India's government finds increasing polarization in the state still scarred by the riots of 2002.
With shackled feet and closed eyes, pilgrims walk toward the tomb of Pir Imam Shah Bawa, a Sufi saint. If the shackles disentangle on their own as the devotees take their first few steps, the faithful here – Hindus and Muslims alike – believe their prayers will come true.
"Faith can move mountains," says Mohan Majhi, a resident of Pirana in India's Gujarat state. He says his chains disentangled thirteen years ago, and his prayer for a son was granted. Now, kneeling on the dusty floor of the 600-year-old syncretic shrine, Mr. Majhi is praying for peace between Hindus and Muslims who are fighting to control this religious common ground.
Eager to slough off the shrine's Muslim identity after the Gujarat riots of 2002, Hindu devotees of the saint built a barbed-wire fence between the shrine and the mosque that was originally built in the same complex. Muslims and Hindus then accused each other of stealing religious items and are now locked in a bitter court battle, each claiming the shrine is rightfully theirs.
The divisions over the shrine are a microcosm for the polarization within Gujarat, where religious segregation is expanding not only to places of worship, but also neighborhoods, schools, and workplaces. At the entrance of some villages, gaily painted message boards have sprung up since the riots that read: "Welcome to this Hindu village in the Hindu nation of Gujarat."

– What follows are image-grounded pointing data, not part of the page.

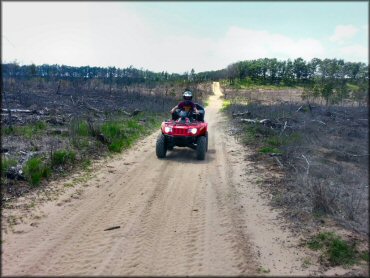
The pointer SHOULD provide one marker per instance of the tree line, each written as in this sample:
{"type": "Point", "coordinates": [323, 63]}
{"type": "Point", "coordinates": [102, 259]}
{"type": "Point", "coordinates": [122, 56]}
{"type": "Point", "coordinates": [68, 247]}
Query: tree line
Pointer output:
{"type": "Point", "coordinates": [331, 79]}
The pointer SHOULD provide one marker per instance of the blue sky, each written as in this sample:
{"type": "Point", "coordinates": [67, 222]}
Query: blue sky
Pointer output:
{"type": "Point", "coordinates": [178, 36]}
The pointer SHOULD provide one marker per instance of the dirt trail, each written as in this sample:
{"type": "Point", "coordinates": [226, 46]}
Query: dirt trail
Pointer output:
{"type": "Point", "coordinates": [177, 216]}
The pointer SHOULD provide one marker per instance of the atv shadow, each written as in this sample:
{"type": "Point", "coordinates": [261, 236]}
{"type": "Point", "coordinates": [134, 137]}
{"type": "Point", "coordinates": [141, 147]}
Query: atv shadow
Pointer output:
{"type": "Point", "coordinates": [186, 155]}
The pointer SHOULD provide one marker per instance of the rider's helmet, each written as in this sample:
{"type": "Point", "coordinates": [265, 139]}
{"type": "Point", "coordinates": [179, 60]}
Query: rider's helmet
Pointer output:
{"type": "Point", "coordinates": [187, 95]}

Expressing concern over this increasing polarization, a recent report by a high level committee from the Indian Prime Minister's office, to be tabled in the Indian Parliament in October, states that Gujarat still hasn't recuperated from the riots in which over 1,000 people, mostly Muslims, were killed. The committee noted that several Gujarati cities and towns are sharply divided into Hindu and Muslim ghettoes. Muslims, a minority in the state, face social and economic boycott from society at large. The committee also observed that dropout rates of Muslim girls have risen. And there's a dismal representation of Muslims in public-sector jobs.